Diabetes and Driving Safety: Science, Ethics, Legality & Practice

October 20, 2017 by School of Medicine Webmaster

Diabetes affects over 25 million people in the United States, most of whom are over the age of 16 and many of whom are licensed to drive a motor vehicle. Safe operation of a motor vehicle requires complex interactions of cognitive and motor functions and medical conditions that affect these functions often will increase the risk of motor vehicle accidents (MVA). In the case of diabetes, hypoglycemia is the most common factor that has been shown to increase MVA rates. When people with diabetes are compared with nondiabetic controls, systematic analyses show that the relative risk of MVA is increased by between 12% and 19% (Relative Risk Ratio 1.12–1.19).
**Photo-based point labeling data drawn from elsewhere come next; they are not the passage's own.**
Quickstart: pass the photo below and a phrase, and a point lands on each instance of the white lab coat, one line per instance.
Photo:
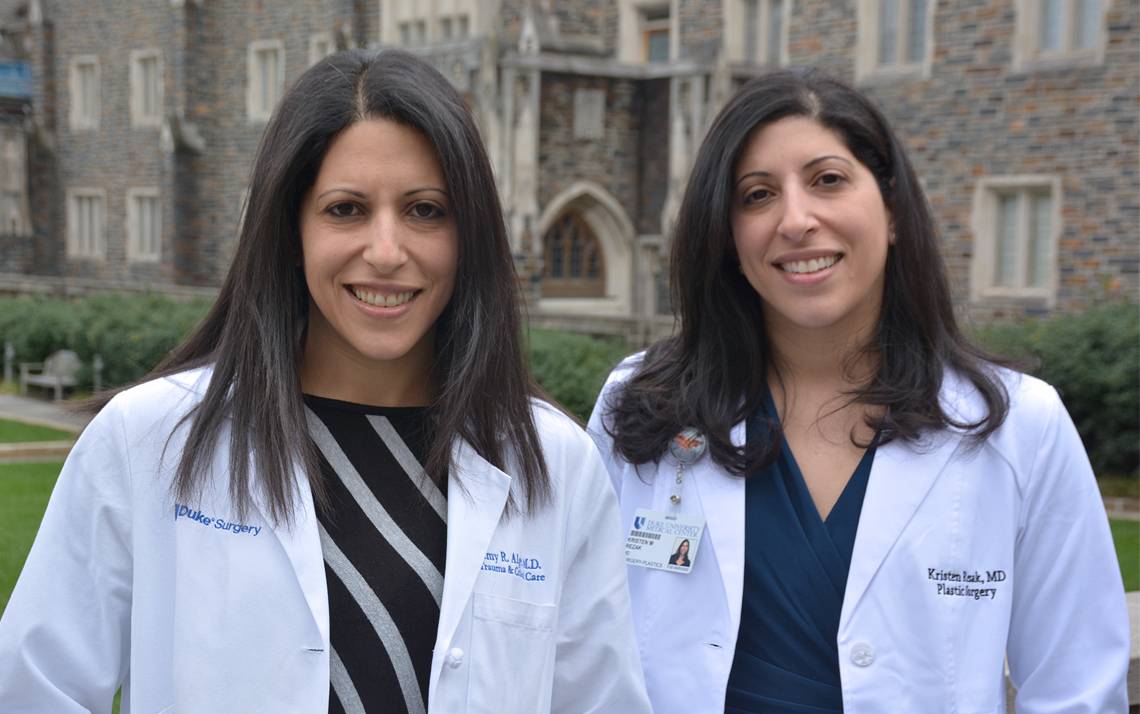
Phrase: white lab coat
(195, 617)
(1024, 503)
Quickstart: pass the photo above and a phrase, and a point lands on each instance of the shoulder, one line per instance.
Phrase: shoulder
(1032, 402)
(625, 370)
(617, 379)
(157, 403)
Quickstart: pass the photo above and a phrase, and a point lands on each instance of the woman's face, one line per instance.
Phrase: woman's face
(380, 252)
(811, 228)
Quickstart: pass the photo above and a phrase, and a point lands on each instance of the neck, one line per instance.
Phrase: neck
(338, 374)
(820, 358)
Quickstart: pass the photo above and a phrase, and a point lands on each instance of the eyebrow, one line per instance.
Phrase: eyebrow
(806, 165)
(360, 195)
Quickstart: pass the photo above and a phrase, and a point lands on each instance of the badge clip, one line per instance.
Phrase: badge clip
(686, 447)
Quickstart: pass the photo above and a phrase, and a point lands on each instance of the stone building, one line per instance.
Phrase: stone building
(1022, 118)
(15, 124)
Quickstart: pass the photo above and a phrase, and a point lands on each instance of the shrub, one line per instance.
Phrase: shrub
(131, 333)
(572, 367)
(1093, 360)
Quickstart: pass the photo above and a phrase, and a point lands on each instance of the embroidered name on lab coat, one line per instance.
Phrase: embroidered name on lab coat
(211, 521)
(961, 583)
(529, 569)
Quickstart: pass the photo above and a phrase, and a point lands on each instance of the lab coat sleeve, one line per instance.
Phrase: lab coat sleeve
(1068, 641)
(64, 635)
(596, 667)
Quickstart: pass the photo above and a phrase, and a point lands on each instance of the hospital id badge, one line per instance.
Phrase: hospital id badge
(664, 541)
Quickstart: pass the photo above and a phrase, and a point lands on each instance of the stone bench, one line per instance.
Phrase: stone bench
(58, 372)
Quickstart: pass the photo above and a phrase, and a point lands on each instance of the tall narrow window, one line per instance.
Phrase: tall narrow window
(144, 225)
(774, 35)
(901, 30)
(760, 29)
(1060, 30)
(1016, 235)
(656, 25)
(573, 262)
(146, 88)
(86, 224)
(84, 92)
(320, 46)
(266, 78)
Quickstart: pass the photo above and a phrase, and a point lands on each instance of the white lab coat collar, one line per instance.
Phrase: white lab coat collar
(723, 494)
(901, 477)
(477, 495)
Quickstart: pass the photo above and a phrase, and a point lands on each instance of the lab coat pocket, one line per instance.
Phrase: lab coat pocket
(512, 655)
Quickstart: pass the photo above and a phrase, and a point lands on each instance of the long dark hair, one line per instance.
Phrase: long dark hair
(253, 335)
(714, 372)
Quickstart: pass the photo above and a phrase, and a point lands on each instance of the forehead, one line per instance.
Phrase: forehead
(374, 147)
(790, 140)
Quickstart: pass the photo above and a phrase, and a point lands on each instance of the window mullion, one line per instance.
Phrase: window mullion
(902, 34)
(1022, 254)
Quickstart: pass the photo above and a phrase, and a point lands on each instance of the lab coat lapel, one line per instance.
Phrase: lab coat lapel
(901, 478)
(301, 543)
(477, 493)
(722, 499)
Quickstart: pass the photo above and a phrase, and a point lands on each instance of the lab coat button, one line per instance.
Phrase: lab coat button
(862, 655)
(454, 657)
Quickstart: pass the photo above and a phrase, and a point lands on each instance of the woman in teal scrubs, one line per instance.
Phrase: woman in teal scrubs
(886, 516)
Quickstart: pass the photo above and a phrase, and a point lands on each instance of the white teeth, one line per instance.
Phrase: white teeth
(388, 301)
(809, 266)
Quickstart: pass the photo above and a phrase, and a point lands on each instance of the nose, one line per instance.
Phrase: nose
(798, 219)
(385, 243)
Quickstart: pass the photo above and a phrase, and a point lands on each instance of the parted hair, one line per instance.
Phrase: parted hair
(714, 372)
(253, 335)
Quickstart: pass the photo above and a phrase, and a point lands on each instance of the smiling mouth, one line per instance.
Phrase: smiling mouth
(801, 267)
(382, 300)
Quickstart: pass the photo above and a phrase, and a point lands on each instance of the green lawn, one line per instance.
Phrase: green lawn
(18, 432)
(1126, 536)
(24, 491)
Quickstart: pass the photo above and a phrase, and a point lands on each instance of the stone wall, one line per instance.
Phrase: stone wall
(701, 29)
(974, 116)
(653, 163)
(611, 162)
(970, 118)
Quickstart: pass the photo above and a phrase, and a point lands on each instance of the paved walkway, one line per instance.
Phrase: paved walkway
(42, 412)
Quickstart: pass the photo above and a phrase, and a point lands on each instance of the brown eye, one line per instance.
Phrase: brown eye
(757, 195)
(343, 209)
(426, 211)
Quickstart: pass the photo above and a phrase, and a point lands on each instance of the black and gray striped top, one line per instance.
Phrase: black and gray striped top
(384, 542)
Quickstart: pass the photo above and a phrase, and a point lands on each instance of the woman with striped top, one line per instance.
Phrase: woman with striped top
(343, 492)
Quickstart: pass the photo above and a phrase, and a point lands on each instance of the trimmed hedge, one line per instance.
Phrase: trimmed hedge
(1093, 360)
(132, 333)
(572, 367)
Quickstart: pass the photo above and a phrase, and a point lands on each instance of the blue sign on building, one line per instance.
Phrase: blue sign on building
(15, 80)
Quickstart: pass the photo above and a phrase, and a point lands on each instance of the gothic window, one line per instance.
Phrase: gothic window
(573, 265)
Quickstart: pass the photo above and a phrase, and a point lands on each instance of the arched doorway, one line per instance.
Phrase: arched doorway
(573, 265)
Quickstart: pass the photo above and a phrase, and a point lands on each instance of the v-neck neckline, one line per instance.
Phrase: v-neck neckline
(803, 492)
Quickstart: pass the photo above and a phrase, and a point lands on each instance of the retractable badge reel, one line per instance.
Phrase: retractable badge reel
(669, 541)
(686, 447)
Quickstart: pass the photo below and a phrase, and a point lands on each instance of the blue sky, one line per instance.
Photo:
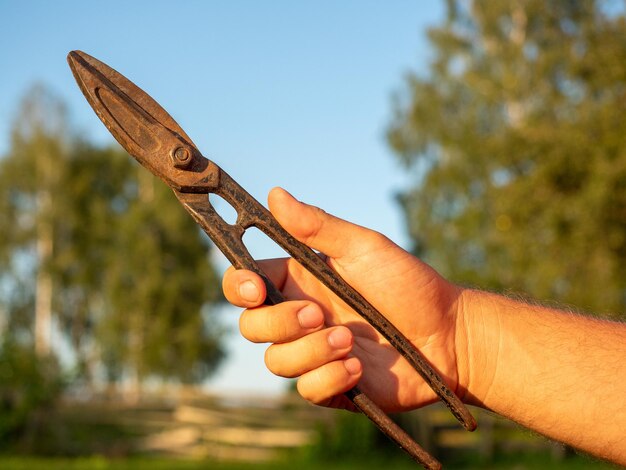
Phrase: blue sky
(277, 93)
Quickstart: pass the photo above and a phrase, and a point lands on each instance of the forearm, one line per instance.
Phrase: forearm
(559, 374)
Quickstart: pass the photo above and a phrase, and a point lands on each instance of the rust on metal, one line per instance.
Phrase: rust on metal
(153, 138)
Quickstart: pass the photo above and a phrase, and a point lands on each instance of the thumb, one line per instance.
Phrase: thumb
(314, 227)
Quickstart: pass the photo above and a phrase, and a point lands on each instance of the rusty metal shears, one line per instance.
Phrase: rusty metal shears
(151, 136)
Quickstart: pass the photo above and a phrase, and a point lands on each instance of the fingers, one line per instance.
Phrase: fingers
(281, 323)
(316, 228)
(322, 385)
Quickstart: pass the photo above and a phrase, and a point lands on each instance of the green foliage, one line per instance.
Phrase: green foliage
(350, 436)
(132, 282)
(515, 140)
(29, 386)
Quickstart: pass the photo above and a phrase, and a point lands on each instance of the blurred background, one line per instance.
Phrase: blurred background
(487, 139)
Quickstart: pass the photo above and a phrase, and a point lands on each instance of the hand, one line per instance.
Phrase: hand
(317, 338)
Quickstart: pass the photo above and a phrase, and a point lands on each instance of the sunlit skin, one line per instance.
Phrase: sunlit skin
(557, 373)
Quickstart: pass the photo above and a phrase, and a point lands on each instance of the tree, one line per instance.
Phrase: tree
(126, 272)
(515, 139)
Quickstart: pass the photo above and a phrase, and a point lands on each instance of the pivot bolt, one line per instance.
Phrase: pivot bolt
(181, 157)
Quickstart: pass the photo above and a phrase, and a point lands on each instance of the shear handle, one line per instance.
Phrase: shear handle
(228, 238)
(252, 213)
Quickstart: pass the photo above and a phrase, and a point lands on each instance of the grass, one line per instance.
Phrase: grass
(519, 462)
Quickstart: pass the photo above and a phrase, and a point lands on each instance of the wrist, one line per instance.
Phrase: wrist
(477, 345)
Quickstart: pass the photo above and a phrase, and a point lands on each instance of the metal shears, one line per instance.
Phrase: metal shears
(148, 133)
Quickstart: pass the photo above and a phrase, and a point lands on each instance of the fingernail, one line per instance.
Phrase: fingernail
(248, 291)
(340, 338)
(352, 365)
(310, 317)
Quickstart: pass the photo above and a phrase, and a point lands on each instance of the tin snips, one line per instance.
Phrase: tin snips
(151, 136)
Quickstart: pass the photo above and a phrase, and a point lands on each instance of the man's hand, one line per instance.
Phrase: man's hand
(319, 339)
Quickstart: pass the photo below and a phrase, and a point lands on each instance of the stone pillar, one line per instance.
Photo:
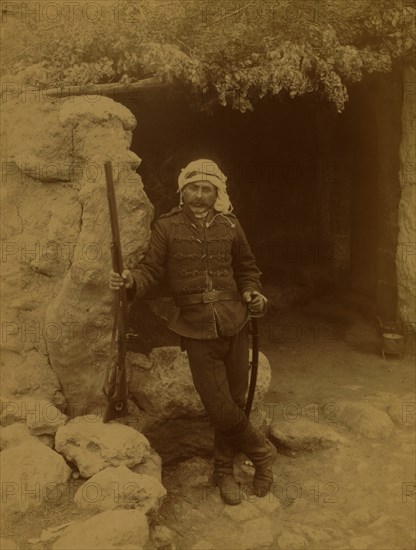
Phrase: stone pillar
(101, 130)
(406, 246)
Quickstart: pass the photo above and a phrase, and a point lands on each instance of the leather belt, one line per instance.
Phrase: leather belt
(206, 297)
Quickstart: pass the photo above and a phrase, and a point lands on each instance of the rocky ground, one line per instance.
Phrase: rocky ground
(343, 420)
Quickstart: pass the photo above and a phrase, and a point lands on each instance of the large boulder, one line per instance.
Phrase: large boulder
(29, 376)
(176, 423)
(102, 130)
(92, 445)
(31, 473)
(41, 416)
(111, 529)
(121, 488)
(56, 249)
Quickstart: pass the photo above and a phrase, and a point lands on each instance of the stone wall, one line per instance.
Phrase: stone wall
(406, 248)
(56, 240)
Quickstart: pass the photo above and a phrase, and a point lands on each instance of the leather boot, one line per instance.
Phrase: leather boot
(224, 453)
(262, 454)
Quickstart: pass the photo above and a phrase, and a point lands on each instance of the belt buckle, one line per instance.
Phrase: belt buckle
(210, 296)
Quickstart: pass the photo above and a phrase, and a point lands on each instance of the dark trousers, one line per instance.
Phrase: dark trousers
(219, 370)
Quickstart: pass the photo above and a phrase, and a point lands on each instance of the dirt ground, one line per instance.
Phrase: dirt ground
(358, 495)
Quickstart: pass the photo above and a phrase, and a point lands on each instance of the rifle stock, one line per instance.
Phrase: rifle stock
(115, 384)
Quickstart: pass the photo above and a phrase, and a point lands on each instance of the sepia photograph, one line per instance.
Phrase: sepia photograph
(208, 275)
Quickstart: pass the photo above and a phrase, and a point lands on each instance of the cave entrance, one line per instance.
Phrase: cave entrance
(317, 192)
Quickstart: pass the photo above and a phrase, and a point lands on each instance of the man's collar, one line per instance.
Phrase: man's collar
(188, 212)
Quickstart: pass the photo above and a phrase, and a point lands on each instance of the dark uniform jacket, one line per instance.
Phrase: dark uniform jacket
(198, 257)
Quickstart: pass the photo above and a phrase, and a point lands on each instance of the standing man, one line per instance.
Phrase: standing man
(213, 276)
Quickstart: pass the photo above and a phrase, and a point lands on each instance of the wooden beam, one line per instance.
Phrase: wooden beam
(103, 89)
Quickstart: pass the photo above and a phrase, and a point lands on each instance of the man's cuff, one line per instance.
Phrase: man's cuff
(131, 292)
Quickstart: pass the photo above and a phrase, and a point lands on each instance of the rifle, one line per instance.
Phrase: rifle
(115, 384)
(254, 363)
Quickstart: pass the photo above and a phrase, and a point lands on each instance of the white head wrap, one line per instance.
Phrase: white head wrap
(206, 170)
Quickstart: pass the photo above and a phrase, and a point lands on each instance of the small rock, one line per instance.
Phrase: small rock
(111, 529)
(121, 488)
(257, 533)
(152, 466)
(361, 543)
(304, 435)
(138, 360)
(161, 537)
(46, 419)
(317, 536)
(32, 474)
(192, 472)
(7, 544)
(267, 504)
(203, 545)
(241, 512)
(93, 445)
(290, 541)
(18, 433)
(364, 419)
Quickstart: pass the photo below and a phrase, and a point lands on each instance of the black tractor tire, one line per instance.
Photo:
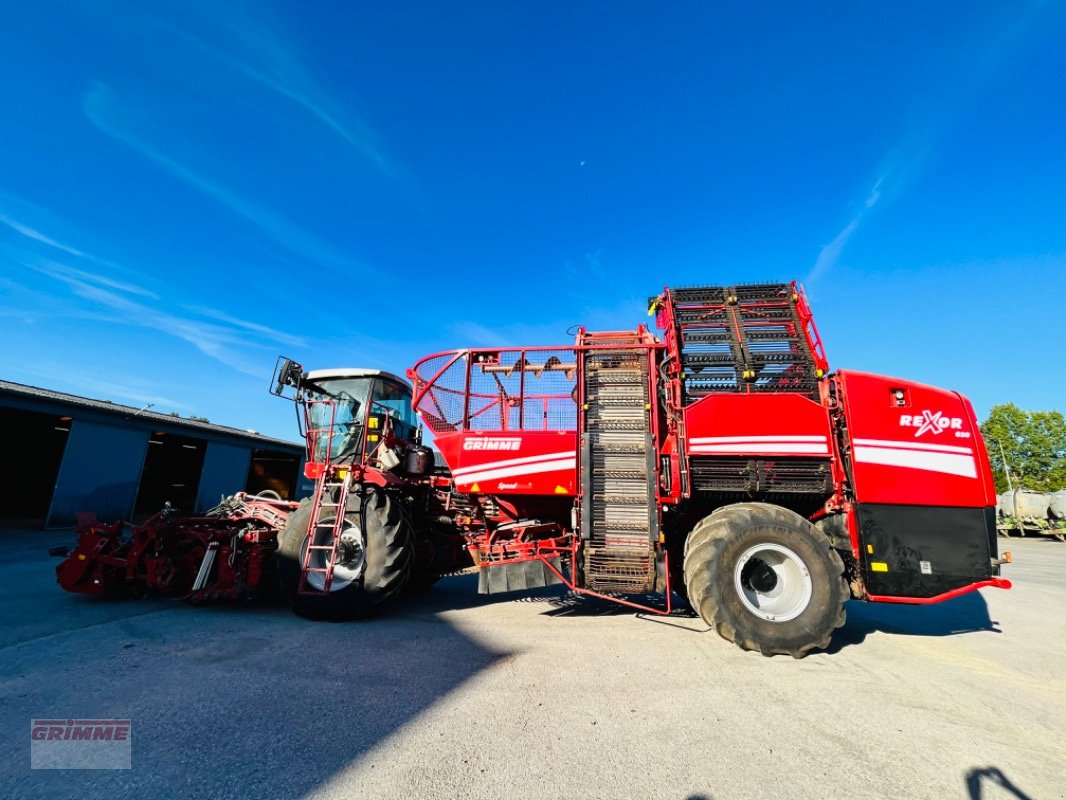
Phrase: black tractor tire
(386, 541)
(764, 578)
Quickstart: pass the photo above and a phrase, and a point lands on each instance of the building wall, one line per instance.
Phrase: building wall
(100, 473)
(224, 463)
(101, 461)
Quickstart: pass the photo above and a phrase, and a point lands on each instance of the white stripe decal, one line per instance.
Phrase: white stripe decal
(808, 448)
(544, 466)
(511, 462)
(932, 462)
(724, 440)
(913, 446)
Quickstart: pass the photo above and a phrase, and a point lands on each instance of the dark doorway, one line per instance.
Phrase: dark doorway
(172, 473)
(35, 444)
(273, 470)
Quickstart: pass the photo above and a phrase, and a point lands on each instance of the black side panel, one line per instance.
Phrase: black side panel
(923, 550)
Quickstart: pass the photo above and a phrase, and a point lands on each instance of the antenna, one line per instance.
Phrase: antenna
(146, 406)
(1006, 468)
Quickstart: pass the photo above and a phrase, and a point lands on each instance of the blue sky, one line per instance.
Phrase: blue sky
(188, 189)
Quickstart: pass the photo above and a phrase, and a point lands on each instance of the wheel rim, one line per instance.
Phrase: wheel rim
(773, 582)
(351, 556)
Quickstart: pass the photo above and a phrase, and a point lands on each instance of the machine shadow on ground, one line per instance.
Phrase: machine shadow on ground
(997, 783)
(965, 614)
(227, 701)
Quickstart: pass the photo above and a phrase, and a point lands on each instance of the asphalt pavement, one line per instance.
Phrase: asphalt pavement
(453, 694)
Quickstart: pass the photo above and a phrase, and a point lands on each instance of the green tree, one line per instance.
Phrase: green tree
(1034, 444)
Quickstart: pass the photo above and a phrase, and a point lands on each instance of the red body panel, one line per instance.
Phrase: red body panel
(921, 449)
(512, 462)
(757, 425)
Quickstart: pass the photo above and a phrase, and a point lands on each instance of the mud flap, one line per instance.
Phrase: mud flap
(925, 550)
(517, 577)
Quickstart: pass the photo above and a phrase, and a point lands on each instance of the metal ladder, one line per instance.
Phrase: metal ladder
(617, 472)
(330, 496)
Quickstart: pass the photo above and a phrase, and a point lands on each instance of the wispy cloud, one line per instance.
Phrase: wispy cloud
(270, 333)
(830, 253)
(103, 112)
(226, 339)
(904, 163)
(256, 48)
(31, 233)
(131, 388)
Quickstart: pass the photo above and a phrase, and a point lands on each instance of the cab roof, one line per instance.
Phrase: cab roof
(340, 372)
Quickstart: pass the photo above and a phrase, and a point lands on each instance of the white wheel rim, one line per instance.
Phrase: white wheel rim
(351, 556)
(773, 582)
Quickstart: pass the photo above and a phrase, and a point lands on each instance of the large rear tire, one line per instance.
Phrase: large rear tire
(765, 579)
(373, 564)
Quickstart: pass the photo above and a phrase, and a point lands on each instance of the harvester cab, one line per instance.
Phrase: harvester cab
(360, 417)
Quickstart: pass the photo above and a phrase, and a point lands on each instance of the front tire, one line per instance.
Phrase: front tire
(765, 579)
(373, 566)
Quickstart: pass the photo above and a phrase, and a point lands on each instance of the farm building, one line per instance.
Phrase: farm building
(68, 454)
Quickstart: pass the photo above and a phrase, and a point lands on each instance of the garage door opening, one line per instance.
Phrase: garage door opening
(35, 444)
(273, 470)
(172, 473)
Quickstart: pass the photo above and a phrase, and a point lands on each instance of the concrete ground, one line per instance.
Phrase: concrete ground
(456, 696)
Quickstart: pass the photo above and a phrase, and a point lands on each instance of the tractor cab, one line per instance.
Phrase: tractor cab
(350, 415)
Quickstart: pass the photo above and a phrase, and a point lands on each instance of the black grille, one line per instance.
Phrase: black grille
(761, 476)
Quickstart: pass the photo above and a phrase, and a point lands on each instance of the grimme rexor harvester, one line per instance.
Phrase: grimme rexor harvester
(722, 462)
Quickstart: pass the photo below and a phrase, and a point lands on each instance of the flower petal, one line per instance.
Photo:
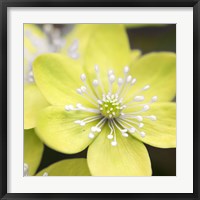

In comparison, the RRR for attention deficit hyperactivity disorder is 4.4 and for sleep apnea is 2.4. Epidemiologic research suggests that patients at risk for hypoglycemia-related MVAs may have some characteristics in common, including a history of severe hypoglycemia or of hypoglycemia-related driving mishaps. Experimental studies also have shown that people with a history of hypoglycemia-related driving mishaps have abnormal counter-regulatory responses to hypoglycemia and greater cognitive impairments during moderate hypoglycemia.